Bei einem Bankrott der Banken und dies soll, wenn es zu keiner Einigung zwischen der EZB und der Regierung über ein Rettungspaket bis am kommenden Montag kommen sollte, am nächsten Dienstag soweit sein, da die EZB den Geldhahn zudreht. Danach wird ein Desaster über das Land hereinbrechen. Nicht nur die Banken sind zahlungsunfähig sondern in der Folge auch der gesamte Staat. Was bedeutet das? Es können keine Gehälter an die Staatsdiener, keine Renten, keine Rechnungen mehr bezahlt werden. Es gibt keine Kredite mehr für die Unternehmen seitens der Banken, diese müssen daraufhin ihre Produktionen einstellen und ihre Belegschaften nach Hause schicken. Das bedeutet Massenarbeitslosigkeit und Aufruhr auf der Straße. 

Zypern müsste den Währungsverbund verlassen und die Nationalbank würde wieder eigenes Geld ausgeben. Was mit den Eurovermögen und den Milliardenkrediten passieren wird, ist letztlich noch nicht geklärt, aber sicher ist, dass das meiste Geld verloren wäre.
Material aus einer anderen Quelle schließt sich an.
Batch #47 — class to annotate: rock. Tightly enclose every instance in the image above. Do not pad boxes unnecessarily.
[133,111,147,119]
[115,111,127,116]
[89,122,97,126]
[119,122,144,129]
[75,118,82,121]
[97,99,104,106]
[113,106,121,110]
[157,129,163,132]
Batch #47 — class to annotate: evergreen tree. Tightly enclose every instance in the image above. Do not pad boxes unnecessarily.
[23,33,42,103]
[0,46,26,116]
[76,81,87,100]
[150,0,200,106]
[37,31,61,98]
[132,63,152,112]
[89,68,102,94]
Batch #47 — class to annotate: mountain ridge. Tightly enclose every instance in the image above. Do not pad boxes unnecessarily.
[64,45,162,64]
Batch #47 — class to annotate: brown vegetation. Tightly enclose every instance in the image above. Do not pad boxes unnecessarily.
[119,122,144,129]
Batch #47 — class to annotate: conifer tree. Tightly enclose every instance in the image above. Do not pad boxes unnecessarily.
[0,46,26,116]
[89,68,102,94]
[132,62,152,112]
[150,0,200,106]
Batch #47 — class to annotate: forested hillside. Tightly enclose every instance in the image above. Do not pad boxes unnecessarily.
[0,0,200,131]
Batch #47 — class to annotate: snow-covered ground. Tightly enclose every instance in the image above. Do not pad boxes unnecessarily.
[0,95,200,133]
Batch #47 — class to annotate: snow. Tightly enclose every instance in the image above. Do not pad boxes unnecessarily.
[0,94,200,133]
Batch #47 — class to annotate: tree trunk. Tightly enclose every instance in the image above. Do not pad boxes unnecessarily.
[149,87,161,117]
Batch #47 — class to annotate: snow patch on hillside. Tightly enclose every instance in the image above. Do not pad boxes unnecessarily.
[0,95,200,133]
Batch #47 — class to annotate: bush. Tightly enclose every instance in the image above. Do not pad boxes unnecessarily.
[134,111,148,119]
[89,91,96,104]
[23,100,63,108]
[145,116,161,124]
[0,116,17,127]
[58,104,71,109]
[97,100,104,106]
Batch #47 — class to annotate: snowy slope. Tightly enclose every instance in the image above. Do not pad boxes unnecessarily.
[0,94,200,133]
Eine Ansteckungsgefahr für andere schwächelnde Länder im EURO scheint nicht gegeben zu sein, da sind sich die Experten mittlerweile ziemlich sicher. Dies ist die Situation, wie sie sich zur Stunde darstellt, nachdem das erste Rettungspaket von dem Parlament in Nikosia in der letzten Woche abgelehnt wurde, alle Bittgänge nach Moskau seitens des Finanzministers vergeblich waren und auch die orthodoxe Kirche mit ihrem Kirchenvermögen nicht zur Rettung beitragen konnte. 

Abgesehen von dem Rechtsbruch, der durch das erste Rettungspaket seitens der zypriotischen Regierung in Kauf genommen werden sollte, wenn man die Spareinlagen der Bankkunden unter 100000 EURO mit einer Abgabe von 6 bis 7% belegt, immerhin gilt bei den Banken in der Währungsunion eine Sicherheitseinlage bis zu dieser genannten Summe, hat man in Brüssel nicht bedacht, welchen massiven Protest ein solches Vorgehen bei der Bevölkerung auf Zypern auslösen würde und vielleicht noch gravierender welche Bedenken, gar Ängste dadurch bei allen Bürgern des Euroverbundes ausgelöst werden. In zweierlei Hinsicht kann man nur den Kopf schütteln, wenn nachvollzogen wird, warum die politisch Handelnden zu einem solchen Verhandlungsergebnis gekommen sind. Neben dem in Kauf genommenen Rechtsbruch, der natürlich die Frage impliziert, was Rechtsvorschriften eigentlich noch wert sind, wenn sie bedarfsweise missachtet werden, hätte man sich in Brüssel doch im Klaren sein müssen, welche verheerenden Wirkungen dies auf alle Sparer und Geldanleger in Europa und darüber hinaus haben würde. Zudem sollte die soeben als überwunden erklärte Eurokrise mit einem Schlag wieder im Mittelpunkt stehen, mit erheblichen erneuten Zweifeln an ihrer Beherrschbarkeit. 

Erneut haben die Menschen das Gefühl, ihr Erspartes ist alles andere als sicher, sie fragen sich, wann es bei ihnen soweit ist, dass Zwangsabgaben erhoben werden, auch in Deutschland. Wenn man sich den deutschen Schuldenberg von über 2 Billionen Euro ansieht und vielleicht einmal spekuliert, dass die Exportwirtschaft nicht mehr annähernd so gut funktioniert, wie zur Zeit, dann sind solche fiskalischen Zwangsmaßnahmen überhaupt nicht mehr im Bereich der theoretischen Spekulation. 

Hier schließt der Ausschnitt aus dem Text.